Tujuannya adalah untuk mengingatkan bahwa mencari rezeki juga merupakan ibadah
jika dilakukan dengan niat yang benar.
4.
Prioritas Akhirat (Ayat 11)
Ayat ini secara jelas
menegaskan bahwa ibadah kepada Allah lebih mulia daripada
urusan dunia.
·
Ayat ini menjadi dalil
bagi ulama tafsir bahwa meskipun mencari rezeki diperbolehkan, seorang mukmin
harus selalu menempatkan ketaatan kepada Allah di atas segalanya.
·
Tindakan para sahabat
yang meninggalkan khutbah demi kafilah dagang dicela oleh Allah karena
menunjukkan prioritas yang salah.
Kesimpulan
Tiga ayat terakhir Surat
Al-Jum'ah merupakan pedoman hidup bagi umat Muslim.
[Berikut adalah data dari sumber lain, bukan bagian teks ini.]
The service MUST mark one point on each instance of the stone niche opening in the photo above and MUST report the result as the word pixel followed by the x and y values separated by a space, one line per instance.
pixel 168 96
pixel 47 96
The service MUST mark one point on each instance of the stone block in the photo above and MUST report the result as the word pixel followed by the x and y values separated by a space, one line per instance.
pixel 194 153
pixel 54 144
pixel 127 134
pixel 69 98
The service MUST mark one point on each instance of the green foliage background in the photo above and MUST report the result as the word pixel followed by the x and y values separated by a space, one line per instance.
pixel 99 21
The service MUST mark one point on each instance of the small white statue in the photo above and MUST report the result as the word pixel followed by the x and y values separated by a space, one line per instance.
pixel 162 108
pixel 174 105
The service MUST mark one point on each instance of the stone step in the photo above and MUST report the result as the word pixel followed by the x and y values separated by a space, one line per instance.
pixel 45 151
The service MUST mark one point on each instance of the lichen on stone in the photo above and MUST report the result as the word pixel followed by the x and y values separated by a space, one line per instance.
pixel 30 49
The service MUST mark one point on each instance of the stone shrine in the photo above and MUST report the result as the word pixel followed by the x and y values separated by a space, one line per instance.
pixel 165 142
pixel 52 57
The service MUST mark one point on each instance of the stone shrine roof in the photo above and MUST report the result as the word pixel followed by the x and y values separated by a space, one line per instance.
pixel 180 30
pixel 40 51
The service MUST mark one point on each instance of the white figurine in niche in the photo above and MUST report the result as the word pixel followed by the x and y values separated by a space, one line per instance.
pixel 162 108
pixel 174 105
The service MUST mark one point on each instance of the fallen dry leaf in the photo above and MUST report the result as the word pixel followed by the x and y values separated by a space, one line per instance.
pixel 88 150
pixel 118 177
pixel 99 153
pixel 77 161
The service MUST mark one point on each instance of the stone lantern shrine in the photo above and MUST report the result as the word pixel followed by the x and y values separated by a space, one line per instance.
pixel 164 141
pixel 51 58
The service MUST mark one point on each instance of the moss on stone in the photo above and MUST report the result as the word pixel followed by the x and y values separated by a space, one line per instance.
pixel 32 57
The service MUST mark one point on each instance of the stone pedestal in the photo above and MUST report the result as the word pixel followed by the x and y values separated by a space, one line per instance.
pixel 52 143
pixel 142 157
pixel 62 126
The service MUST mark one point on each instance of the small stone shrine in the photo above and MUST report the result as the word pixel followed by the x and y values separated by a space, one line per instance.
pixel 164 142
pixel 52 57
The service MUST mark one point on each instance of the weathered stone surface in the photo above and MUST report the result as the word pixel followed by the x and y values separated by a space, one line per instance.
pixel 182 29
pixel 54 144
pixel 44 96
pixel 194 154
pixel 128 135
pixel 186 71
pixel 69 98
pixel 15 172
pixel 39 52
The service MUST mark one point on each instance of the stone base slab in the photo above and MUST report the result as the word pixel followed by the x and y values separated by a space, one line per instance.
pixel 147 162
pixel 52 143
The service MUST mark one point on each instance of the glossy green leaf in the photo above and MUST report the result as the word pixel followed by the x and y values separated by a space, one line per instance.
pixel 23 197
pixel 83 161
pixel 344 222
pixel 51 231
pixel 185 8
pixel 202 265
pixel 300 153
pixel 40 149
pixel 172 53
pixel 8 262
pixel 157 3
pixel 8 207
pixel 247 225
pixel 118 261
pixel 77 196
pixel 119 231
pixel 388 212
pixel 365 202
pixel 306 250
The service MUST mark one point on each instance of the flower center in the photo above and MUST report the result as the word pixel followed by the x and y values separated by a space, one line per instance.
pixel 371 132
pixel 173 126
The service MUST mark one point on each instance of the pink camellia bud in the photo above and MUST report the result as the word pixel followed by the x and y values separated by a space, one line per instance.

Ayat-ayat ini tidak hanya
berisi larangan dan perintah, tetapi juga pelajaran mendalam tentang manajemen prioritas.
Poin-poin pentingnya
adalah:
1 Prioritas Utama:
Urusan ibadah, khususnya shalat Jumat, harus ditempatkan di atas segala
aktivitas duniawi, termasuk bisnis dan hiburan.
2. Keseimbangan Hidup:
Islam tidak melarang mencari rezeki, bahkan mendorongnya. Namun, ia harus
dilakukan setelah menunaikan kewajiban utama.
3. Hukum Fiqih:
Larangan jual beli saat adzan Jumat adalah wajib bagi laki-laki
yang diwajibkan shalat, dengan konsekuensi dosa dan ketidakabsahan transaksi
menurut beberapa mazhab.
4. Keberkahan:
Ketaatan kepada Allah akan mendatangkan keberkahan yang jauh lebih besar dan
abadi dibandingkan keuntungan duniawi sesaat.
Dengan memahami dan
mengamalkan isi surat ini, seorang mukmin dididik untuk menjadi pribadi yang
seimbang, tidak terlalu terikat pada dunia hingga melupakan akhirat, dan tidak
mengabaikan dunia demi keberlangsungan hidup.
Referensi :
Kitab Tafsir
1.
Tafsir al-Qurthubi (الجامع لأحكام القرآن)
2.
Tafsir Ibnu Katsir (تفسير القرآن العظيم)
3.
Tafsir al-Jami' li Ahkam
al-Qur'an (جامع البيان عن تأويل آي القرآن)
Kitab Fiqih
1.
Al-Mughni (المغني)
2.
Al-Majmu' Syarh
al-Muhadzdzab (المجموع شرح المهذب)
3.
Bada'i' ash-Shana'i' (بدائع الصنائع في ترتيب الشرائع)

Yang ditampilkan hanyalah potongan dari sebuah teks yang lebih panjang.